Wien. In kaum einem anderen EU-Staat haben sich die Kaufpreise für Wohnimmobilien in den vergangenen fünf Jahren so stark verteuert wie in Österreich, und zwar um 30 Prozent. Doch müssen österreichische Haushalte mit 18,3 Prozent noch immer einen geringeren Anteil ihres verfügbaren Haushaltseinkommens für Wohnen, Wasser und Energie aufwenden als der durchschnittliche EU-Haushalt (22,6 Prozent). Das geht aus den zahlreichen Daten hervor, die Wolfgang Amann und Klaus Lugger für das „Österreichische Wohnhandbuch 2016“ zusammengetragen haben. Das Buch wird alle drei Jahre neu aufgelegt und wurde vergangene Woche in der achten Auflage präsentiert.

Mehr Platz pro Person

Auch der Anteil des Wohnungsaufwands am privaten Konsum ist zwischen 1995 und 2014 gestiegen, in Österreich von 19 auf 22 Prozent. Damit liegt das Land im Trend: EU-weit stieg der Wert von 20,6 auf 24,4 Prozent. Dass die Haushalte einen größeren Anteil ihrer Ausgaben für das Wohnen bestreiten, ist nicht unbedingt ein schlechtes Zeichen. In reifen Volkswirtschaften verlieren andere Bereiche wie Nahrung oder Bekleidung relativ an Bedeutung, erklärte Amann, geschäftsführender Gesellschafter des Instituts für Immobilien Bauen und Wohnen (iibw). Dafür müssen die Menschen anteilsmäßig weniger aufwenden als vor 20 Jahren. Mit dem Geld, das sie auf diese Weise sparen, konsumieren sie mehr Wohnfläche. Hatte eine durchschnittliche Hauptwohnsitzwohnung Anfang der Siebzigerjahre 66 Quadratmeter, so waren es Anfang der Neunziger 85 und zuletzt 99,7 Quadratmeter. Auch die Wohnfläche, die jede einzelne Person im Schnitt für sich beansprucht, ist gestiegen, und zwar von 22,9 Quadratmetern (1971) über 32,7 Quadratmeter (1991) auf zuletzt 44,7 Quadratmeter.

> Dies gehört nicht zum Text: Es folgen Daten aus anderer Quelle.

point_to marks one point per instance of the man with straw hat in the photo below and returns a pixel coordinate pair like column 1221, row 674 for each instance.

Dass die Preise in den vergangenen Jahren so stark angezogen haben, hat freilich auch andere Ursachen: die niedrigen Zinsen und den starken Zuzug in die Ballungszentren. Die Experten erklären das mit der verhaltenen Neubautätigkeit in Relation zum Bevölkerungswachstum. Zwar liegt Österreich mit einer Wohnbauquote (fertiggestellte Wohnungen pro 1000 Einwohner) von 5,4 weiter über dem europäischen Schnitt von 3,3. „Zum Teil geht der Neubau aber in eine problematische Richtung, es wird zu groß und zu stark außerhalb gebaut“, meint Amann. Mit der Ressource Landschaft werde dabei nicht verantwortungsvoll umgegangen. Trotzdem: Die Zahl der fertiggestellten Wohnungen, die 2010 auf einem Tiefpunkt von 41.900 angelangt ist, ist wieder im Steigen begriffen. Heuer dürfte sie bei 59.200 liegen.

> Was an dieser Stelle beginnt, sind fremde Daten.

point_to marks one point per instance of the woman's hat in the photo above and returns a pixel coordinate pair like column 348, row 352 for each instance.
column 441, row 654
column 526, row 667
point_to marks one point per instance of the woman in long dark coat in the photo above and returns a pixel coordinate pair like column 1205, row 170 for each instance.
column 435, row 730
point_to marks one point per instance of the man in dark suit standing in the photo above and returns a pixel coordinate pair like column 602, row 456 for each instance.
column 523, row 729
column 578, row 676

Was Österreich ebenfalls von den meisten anderen europäischen Ländern unterscheidet, ist die relativ geringe Eigentumsquote. So wohnen EU-weit 70 Prozent der Haushalte in ihren eigenen vier Wänden (Häuser oder Eigentumswohnungen), in Österreich sind es nur 57 Prozent. Lediglich in Deutschland ist die Eigentumsquote innerhalb der EU mit 53 Prozent noch geringer. In der Schweiz liegt sie gar bei nur 45 Prozent, der Rest lebt zur Miete. Auch das bedeutet nichts Schlechtes. Amann verweist auf die „Koinzidenz zwischen niedriger Eigentumsquote und wirtschaftlichem Entwicklungsstand“.

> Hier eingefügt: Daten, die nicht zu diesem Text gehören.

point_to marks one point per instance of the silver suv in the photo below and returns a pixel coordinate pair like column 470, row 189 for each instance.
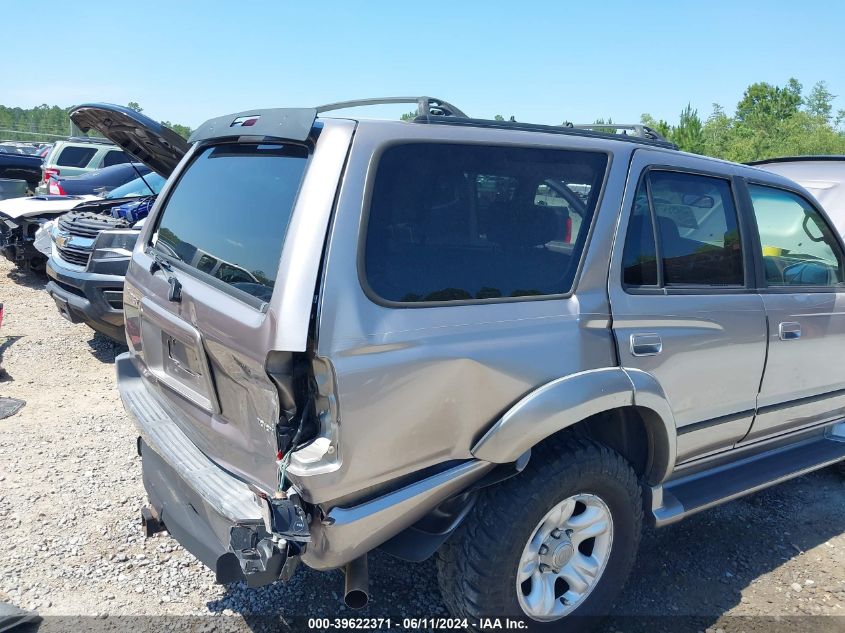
column 508, row 344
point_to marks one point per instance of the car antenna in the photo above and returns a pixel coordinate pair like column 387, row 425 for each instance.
column 141, row 176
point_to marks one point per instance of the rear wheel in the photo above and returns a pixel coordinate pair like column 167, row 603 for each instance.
column 550, row 545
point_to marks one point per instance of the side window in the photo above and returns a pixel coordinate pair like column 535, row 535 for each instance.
column 639, row 258
column 451, row 222
column 698, row 241
column 75, row 156
column 799, row 248
column 115, row 157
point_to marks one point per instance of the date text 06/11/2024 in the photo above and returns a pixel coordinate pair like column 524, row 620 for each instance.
column 423, row 623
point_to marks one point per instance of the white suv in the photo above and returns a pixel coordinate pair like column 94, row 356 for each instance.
column 77, row 156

Eine hohe Mieterquote bedeutet, dass es für alle Bevölkerungsschichten hochwertige Wohnversorgung gibt – und nicht nur für jene, die sich Eigentum leisten können. Ein geringes Angebot an Mietwohnungen wiederum hat zur Folge, dass sich auch Menschen mit kleinem Einkommen Eigentum leisten müssen – und dann in Wohnungen mit schlechter Qualität leben oder mit hohen Kreditraten zu kämpfen haben.

Neumieter zahlen mehr

Die Mieten in Österreich sind zwischen Anfang der Neunziger- und Mitte der 2000er-Jahre ähnlich der Inflationsrate gestiegen, teilweise darunter. Danach gab es einen Schub, vor allem in Salzburg, Innsbruck und Wien. Ab 2013 hat sich der Trend wieder abgeflacht. Indes zeichnet sich eine Zweiteilung ab: Während man in Wien, Tirol, Vorarlberg und Salzburg auf dem freien Markt um die neun Euro netto pro Monat hinlegen muss, wenn man jetzt eine Wohnung neu mietet, liegen die anderen Bundesländer unter dem bundesweiten Schnitt von zuletzt 7,5 Euro netto.

Doch beziehen sich die Zahlen nur auf Neuvermietungen auf dem freien Markt. Im Schnitt lag 2015 der Wohnungsaufwand (inklusive Betriebskosten) der österreichischen Mieterhaushalte bei 7,14 Euro pro Quadratmeter – etwas höher als 2014. Alle Haushalte (inklusive Eigentümer) zahlten durchschnittlich 5,2 Euro. Dieser Wert ist gegenüber 2014 leicht gesunken, vor allem wegen der geringeren Finanzierungskosten.